The content blocking doesn’t came natively, users will need to install a blocking software that interacts with Safari (via JSON),
“Your app extension is responsible for supplying a JSON file to Safari. The JSON consists of an array of rules (triggers and actions) for blocking specified content. Safari converts the JSON to bytecode, which it applies efficiently to all resource loads without leaking information about the user’s browsing back to the app extension. Xcode includes a Content Blocker App Extension template that contains code to send your JSON file to Safari. Just edit the JSON file in the template to provide your own triggers and actions. The sample JSON file below contains triggers and actions that block images on webkit.org”

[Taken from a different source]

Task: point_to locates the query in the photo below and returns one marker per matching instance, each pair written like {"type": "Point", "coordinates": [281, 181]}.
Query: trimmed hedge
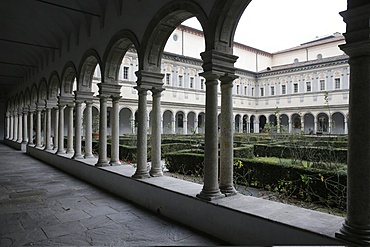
{"type": "Point", "coordinates": [309, 153]}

But why such feature can kill applications like AdBlock?
“In short, either this new API will improve Adblock Plus performance on Safari or it will force us to rely upon an inferior blocking format that would essentially kill adblocking on Safari.” States Sebastian Noack from AdBlock.
“So far very little is known about Content Blocking Extensions, available in Safari 9 and iOS 9. However, according to the announcements there are so called “block lists”, which are JSON files, that can be registered by the extension.”
“This mechanism is entirely different from the one used by Adblock Plus on any other platform (including current versions of Safari), where we can run arbitrary code on request, blocking requests depending on their URL and context.”
“With this new mechanism, we’d need to convert Adblock Plus filter lists to a block list like the one above. However, most of our filters aren’t as simple as the example above. So, we are nervously awaiting how powerful their block lists will be, most importantly when it comes to matching the document domain and request type, as well as regular expression matching of URLs and recursive exception rules.”
In this phase developers can only wait for Apple information on iOS 9 and its content-blocker working mode, either will help them to improve their adblocking software.